The new advice can be read as the government reinforcing its message that the cruise industry is not part of its wider travel relaxations introduced with the exemption list of 74 countries. This allows inbound tourists and returning Britons to enter the UK without having to self-isolate, ending the much-maligned blanket 14-day quarantine policy. Of course, not all of these arrangements are reciprocal – and some overseas territories and countries on the list remain nigh-on impossible to visit. But, the wider travel industry is agreed: it is an incredibly welcome start.

Contrast that with cruise holidays. Although the change in FCO advice was initially met by disbelief, many soon noted that, in practical terms, little had changed. In a statement, the Cruise Lines International Association, UK & Ireland (Clia) said: “Since the voluntary suspension of operations, we have been working collaboratively with the government on the road map to resumption involving a ‘door to door’ strategy – from the time of booking through to the passengers’ return home – with enhanced health protocols. We look forward to completing this planning exercise with government and for the advice to be updated.”
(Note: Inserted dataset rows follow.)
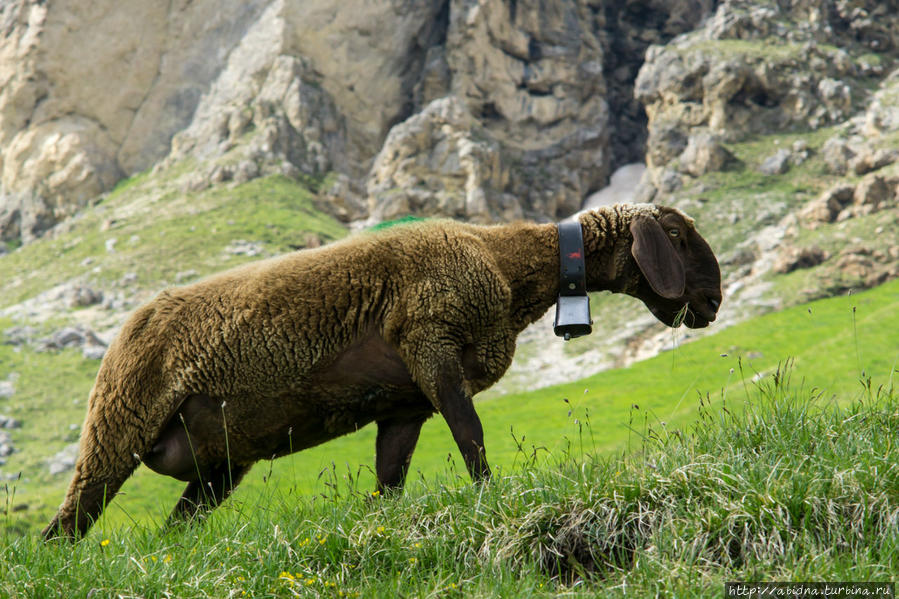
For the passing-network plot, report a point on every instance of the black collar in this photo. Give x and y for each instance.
(573, 307)
(573, 272)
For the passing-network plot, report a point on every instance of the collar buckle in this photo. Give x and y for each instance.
(573, 306)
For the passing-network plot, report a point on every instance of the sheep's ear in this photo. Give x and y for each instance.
(657, 258)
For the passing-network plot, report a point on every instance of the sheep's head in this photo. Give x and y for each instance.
(679, 279)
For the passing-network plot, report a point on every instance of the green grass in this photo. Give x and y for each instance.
(794, 487)
(159, 231)
(836, 343)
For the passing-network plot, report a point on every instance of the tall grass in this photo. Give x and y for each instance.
(793, 486)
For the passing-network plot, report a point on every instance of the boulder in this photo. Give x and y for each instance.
(777, 163)
(705, 153)
(441, 161)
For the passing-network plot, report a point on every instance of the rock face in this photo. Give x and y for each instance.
(92, 93)
(756, 68)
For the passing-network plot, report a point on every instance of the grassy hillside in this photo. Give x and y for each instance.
(793, 487)
(837, 345)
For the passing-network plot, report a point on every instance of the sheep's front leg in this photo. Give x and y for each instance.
(204, 494)
(457, 408)
(394, 446)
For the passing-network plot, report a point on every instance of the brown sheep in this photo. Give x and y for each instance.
(389, 327)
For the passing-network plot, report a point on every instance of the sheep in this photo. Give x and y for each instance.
(390, 327)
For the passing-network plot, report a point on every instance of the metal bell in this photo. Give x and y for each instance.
(573, 316)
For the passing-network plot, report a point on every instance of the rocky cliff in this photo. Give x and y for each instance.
(476, 109)
(776, 123)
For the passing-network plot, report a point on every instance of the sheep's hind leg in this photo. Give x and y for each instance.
(207, 492)
(393, 451)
Edwina Lonsdale, owner of Mundy Cruising, called the advice “redundant”, given no cruises are currently operating which Britons can actually book, while Simone Clark of Iglu said it was “disappointing” but no surprise. However, after months of delayed launches, cancelled itineraries, refunded and rebooked cruises, and updates to flexible bookings policies, the delicate green shoots of recovery have been appearing. SeaDream Yacht Club has operated its first cruises in Norway, as has Hurtigurten – which, days before the FCO announcement, revealed plans to sail British Isles cruises in September; on the continent, CroisiEurope and A-Rosa are giving hope to an earlier return to river cruise. According to our research, bookings were up in May (from a standing start) and early responses from Cruise Adviser’s Future of Cruise survey for June suggest another spike.

The research shows that the lion’s share of new bookings are for summer 2021 and beyond, and will be unaffected. But, aside from the fact that minister Caroline Dinenage has indicated that the advice will stay in place “probably until October”, which may prevent late summer and autumnal sailings, what will this change in advice mean for the long-term perception of cruise – and will it stop these booking surges in their tracks? As we have written, since the beginning of the outbreak of Covid-19, cruise ships have provided visual representations of the pandemic’s devastation. Cruise lines, which are introducing swathes of new measures to ensure their guests are safe (variously: health screenings and pre-boarding testing, reduced capacity, closure of buffet areas and staggered excursion times), will have to work even harder to rebuild their appeal now.

It’s worth quoting the – incredibly brief – FCO advice in full, given it fails to differentiate between small and large ships, river and ocean, or even give thought to the grey area of overnight ferries:

“The Foreign & Commonwealth Office advises against cruise ship travel at this time. This is due to the ongoing pandemic and is based on medical advice from Public Health England.

“The government will continue to review its cruise ship travel advice based on the latest medical advice. If you have future cruise travel plans, you should speak to your travel operator, or the travel company you booked with, for further advice.

“The Foreign & Commonwealth Office continues to support the Department for Transport’s work with industry for the resumption of international cruise travel.”

Thankfully, cruise guests are incredibly loyal, both to the holiday type and their preferred brands and, when the time is right, they will be back on board – of that we can be sure.